Although it’s easy for this kind of contrarianism to turn into unhelpful navel gazing, on Friday the level of despondency seemed to hit a new high (or is it low?) on the bear blogs. Posts and message boards are chock full of buzz about perpetual asset inflation powered by the Fed’s magical money machine and an ample supply of that tricky thing called “liquidity.” Visions of the 1990s and 2000s are offered as proof that the market can disconnect itself from any fundamental or technical backdrop and power to endless new highs. The January highs are trotted out as “points of no return” for the bears, as though the market is guaranteed to launch higher if it manages to cross that threshold. And with the market seeming to shrug off every negative news item from sovereign defaults to bank failures to continued hemorrhaging of jobs in the U.S., traders are unable to conceive of a “trigger” that could send stocks lower.

Meanwhile, take a step back and look at the technical picture the market is presenting at the moment. After a several-week buying frenzy in stocks, we have new highs in the high-beta Nasdaq and Russell indices, unconfirmed (so far) by the Dow and S&P. Friday’s 5:1 NYSE a/d ratio was cause for concern, but hardly a match for the 35:1 down day seen in the February selloff. The 17 handle on the VIX shows complacency in the option market. Bonds and the dollar remain very well bid, despite the imminent end to Fed purchases and the best efforts of politicians to dismiss the euro’s and pound’s woes as the unnecessary manipulation of nefarious speculators. After a period of sideways movement the currency DSI sentiment has backed off somewhat from its recent extremes. Sterling in particular seems to have taken over whipping boy duties from the euro for the moment, and may have just finished a failed breakout from a channel on the 1-month chart. I have entered a short position with a stop above the upper channel line:

Interactive Brokers

Source: Interactive Brokers

If it tops here, crude oil will have put in a right shoulder on a ponderous 6-month H&S formation. A close today below 81.79 in the April contract would also create a bearish outside reversal bar (not shown):

Interactive Brokers

Source: Interactive Brokers

Over the weekend Marketwatch ran a segment prominently touting “The Year of the Bull,” complete with an upward sloping line starting from March 1, 2009.

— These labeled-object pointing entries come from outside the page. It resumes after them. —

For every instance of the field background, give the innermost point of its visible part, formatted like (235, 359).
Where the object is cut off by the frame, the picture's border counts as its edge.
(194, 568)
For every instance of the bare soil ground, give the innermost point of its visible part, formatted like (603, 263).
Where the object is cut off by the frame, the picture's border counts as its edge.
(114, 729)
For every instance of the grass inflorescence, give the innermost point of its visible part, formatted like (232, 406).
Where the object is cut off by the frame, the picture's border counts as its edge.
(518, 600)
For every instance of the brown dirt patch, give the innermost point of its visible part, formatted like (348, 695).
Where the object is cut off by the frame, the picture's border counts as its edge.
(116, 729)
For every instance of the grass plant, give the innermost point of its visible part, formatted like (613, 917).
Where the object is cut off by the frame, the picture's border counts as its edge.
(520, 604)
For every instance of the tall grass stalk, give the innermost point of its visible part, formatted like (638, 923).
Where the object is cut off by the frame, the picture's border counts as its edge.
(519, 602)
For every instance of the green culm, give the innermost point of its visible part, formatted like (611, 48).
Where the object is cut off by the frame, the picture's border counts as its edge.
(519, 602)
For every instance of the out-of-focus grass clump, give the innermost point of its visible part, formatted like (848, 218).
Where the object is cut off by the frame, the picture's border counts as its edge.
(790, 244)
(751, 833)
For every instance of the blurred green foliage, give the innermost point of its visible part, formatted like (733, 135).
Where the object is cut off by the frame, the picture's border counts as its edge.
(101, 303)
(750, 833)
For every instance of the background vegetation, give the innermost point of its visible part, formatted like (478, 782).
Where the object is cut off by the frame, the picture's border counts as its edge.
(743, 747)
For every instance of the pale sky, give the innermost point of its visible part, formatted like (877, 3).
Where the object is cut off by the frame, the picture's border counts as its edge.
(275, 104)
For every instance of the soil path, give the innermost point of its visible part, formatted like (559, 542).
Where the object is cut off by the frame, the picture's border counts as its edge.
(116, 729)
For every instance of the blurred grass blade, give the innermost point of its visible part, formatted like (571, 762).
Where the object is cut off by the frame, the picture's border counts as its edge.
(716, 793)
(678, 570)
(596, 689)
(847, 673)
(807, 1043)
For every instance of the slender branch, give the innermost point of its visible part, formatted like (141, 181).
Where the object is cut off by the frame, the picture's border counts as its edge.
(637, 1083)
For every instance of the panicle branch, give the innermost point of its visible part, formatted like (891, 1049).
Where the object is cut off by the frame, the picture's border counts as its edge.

If immediate new highs are in store for the major indices I would expect them to be muted at best, following Friday’s buying frenzy and the outpouring of bullish sentiment and resignation from the bears. If all the indices turn and fail right here I would think we will put in a stronger, swifter leg to the downside than we saw in January. And with entries in various markets offering tight, well-defined stops at multi-week highs, risk/reward favors the battered bears for now.